La maschera di cera" (2005), quest'ultimo diretto, guarda caso, dal trentacinquenne regista catalano.
Ci prova invece per la prima volta Leonardo Di Caprio, nelle insoliti vesti di produttore cinematografico, il primo a scommettere su questo thriller familiare dalle venature alquanto horror.
A prima vista "Orphan" ha tutta l'aria della (solita) pellicola che possiede troppe cose già viste, a cominciare dal genere, passando per gli argomenti trattati, sino alle tecniche audio e video utilizzate. Lo capiamo dalla promozione attuata dal film e soprattutto dalla visione del trailer. Insomma, sembrerebbe che non ci sia niente di nuovo in principio.

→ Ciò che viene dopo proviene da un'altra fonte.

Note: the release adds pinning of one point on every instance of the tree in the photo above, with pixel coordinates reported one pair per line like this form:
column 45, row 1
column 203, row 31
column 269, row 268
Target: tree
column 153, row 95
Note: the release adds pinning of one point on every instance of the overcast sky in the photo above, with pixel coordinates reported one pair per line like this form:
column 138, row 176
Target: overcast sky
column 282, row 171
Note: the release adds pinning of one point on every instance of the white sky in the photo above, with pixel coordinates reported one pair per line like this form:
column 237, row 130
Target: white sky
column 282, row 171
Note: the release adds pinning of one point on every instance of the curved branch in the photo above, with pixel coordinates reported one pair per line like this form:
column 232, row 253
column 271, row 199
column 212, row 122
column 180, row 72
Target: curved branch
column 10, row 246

Pronta la smentita. "Orphan" parte alla grande, alimentando così un'insperata dose di fiducia: non senza un brivido introduttivo (un incubo sanguinolento e atroce sul parto) le battute iniziali descrivono con estrema asciuttezza un dramma familiare che vede la sua disgrazia non avere fondo (il passato parla di adulteri, problemi con l'alcol ma soprattutto di un bambino morto dentro la pancia della madre). Dramma che, strada facendo, assume sempre più le sembianze di un thriller (dapprima sembrerebbe metafisico) in concomitanza con l'entrata in scena di un nuovo e misterioso personaggio, una bambina dal viso dolce e docile di nome Esther.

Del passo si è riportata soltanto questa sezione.